Tenemos que recuperar anímicamente el San Salvador de siempre para mantener vivo nuestro sentido de pertenencia ciudadana
Allá en la 23 Calle Oriente del Barrio San Miguelito, donde viví tantos años, descubrí la magia de una ventana abierta de día y de noche. Esos reflejos fueron y siguen siendo la cátedra que nunca dejaré de frecuentar, truene, llueva o relampaguee.

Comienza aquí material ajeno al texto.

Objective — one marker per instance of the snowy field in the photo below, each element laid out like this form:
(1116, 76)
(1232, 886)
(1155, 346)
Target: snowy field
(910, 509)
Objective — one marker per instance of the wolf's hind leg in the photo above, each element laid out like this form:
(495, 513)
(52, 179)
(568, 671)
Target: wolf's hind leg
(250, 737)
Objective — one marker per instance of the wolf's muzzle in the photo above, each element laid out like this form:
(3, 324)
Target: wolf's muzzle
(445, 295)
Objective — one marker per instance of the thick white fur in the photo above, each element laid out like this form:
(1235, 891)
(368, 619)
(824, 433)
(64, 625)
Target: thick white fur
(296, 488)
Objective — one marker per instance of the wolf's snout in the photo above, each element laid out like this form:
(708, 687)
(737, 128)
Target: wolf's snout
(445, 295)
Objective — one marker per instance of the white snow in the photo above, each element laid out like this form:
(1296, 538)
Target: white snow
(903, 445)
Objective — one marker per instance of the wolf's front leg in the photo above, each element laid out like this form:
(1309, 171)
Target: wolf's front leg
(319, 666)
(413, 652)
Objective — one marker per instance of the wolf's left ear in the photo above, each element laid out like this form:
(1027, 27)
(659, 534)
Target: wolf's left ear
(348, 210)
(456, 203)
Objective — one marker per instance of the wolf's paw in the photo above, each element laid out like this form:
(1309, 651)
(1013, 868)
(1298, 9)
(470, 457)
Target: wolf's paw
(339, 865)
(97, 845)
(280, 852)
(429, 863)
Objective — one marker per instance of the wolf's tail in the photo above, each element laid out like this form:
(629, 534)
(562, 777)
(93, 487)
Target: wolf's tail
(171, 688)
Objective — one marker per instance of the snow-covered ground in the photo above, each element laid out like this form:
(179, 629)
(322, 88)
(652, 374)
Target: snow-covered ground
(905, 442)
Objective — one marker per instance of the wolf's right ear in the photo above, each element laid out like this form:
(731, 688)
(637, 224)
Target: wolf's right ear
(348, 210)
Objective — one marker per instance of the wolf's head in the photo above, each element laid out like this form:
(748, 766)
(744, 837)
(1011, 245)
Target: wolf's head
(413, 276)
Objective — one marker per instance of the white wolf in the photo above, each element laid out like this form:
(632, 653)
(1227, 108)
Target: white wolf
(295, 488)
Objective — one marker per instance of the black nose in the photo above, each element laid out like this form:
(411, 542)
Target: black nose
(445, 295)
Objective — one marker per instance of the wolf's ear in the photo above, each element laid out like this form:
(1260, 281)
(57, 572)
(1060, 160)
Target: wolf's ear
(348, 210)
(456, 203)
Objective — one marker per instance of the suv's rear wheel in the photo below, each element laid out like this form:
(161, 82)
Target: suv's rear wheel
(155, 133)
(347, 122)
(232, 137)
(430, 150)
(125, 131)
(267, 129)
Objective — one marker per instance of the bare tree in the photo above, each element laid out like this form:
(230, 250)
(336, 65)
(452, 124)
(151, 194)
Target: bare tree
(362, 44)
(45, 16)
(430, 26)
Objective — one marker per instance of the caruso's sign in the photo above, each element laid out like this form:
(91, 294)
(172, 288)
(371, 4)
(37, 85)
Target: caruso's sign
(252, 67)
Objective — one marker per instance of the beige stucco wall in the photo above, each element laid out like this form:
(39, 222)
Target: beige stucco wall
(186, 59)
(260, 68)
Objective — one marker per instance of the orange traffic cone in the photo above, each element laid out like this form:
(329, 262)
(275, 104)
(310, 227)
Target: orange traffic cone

Los aconteceres nacionales tienen incidencia constante en la suerte de las expresiones materiales de la convivencia, y eso incluye desde luego a los conglomerados urbanos como los pueblos y las ciudades. El paso del tiempo va haciendo lo suyo, porque en la medida y al ritmo que la vida cambia lo hacen también los perfiles de la realidad visible; pero hay momentos y sucesos que inciden de manera particular en el fenómeno cambiante. En nuestro país, las décadas transcurridas desde allá por los años 60 del pasado siglo fueron trayendo situaciones que dejaron múltiples huellas en los diversos ambientes ciudadanos; y en San Salvador, que es el centro de la actividad del país, tales efectos se han hecho sentir con más intensidad y elocuencia. No se trata, entonces, sólo de poner en acción un ejercicio rememorativo mecánico, sino de tomar conciencia de que nuestros lugares de arraigo son también lugares de destino.
Allá en los años 70 se activó en el país el estado de cosas que sería el anticipo inmediato del conflicto bélico que estallaría en el terreno en 1980. Los hechos violentos, como secuestros y asesinatos provenientes de organizaciones que estaban alzándose contra el sistema, pusieron la nota más alarmante en aquellos momentos, y las señales de que podía avecinarse algo peor se hicieron sentir. La emigración desde el centro tradicional de San Salvador hacia zonas más altas tomó impulso; y aquello, que fue un movimiento impulsado por las circunstancias sin precedentes, hizo que se diera un rápido deterioro de ese antiguo centro, que venía siendo el corazón vivo de la ciudad desde épocas muy anteriores. Así San Salvador fue perdiendo sus referentes más entrañables, sin que las circunstancias permitieran parar aquel desprendimiento.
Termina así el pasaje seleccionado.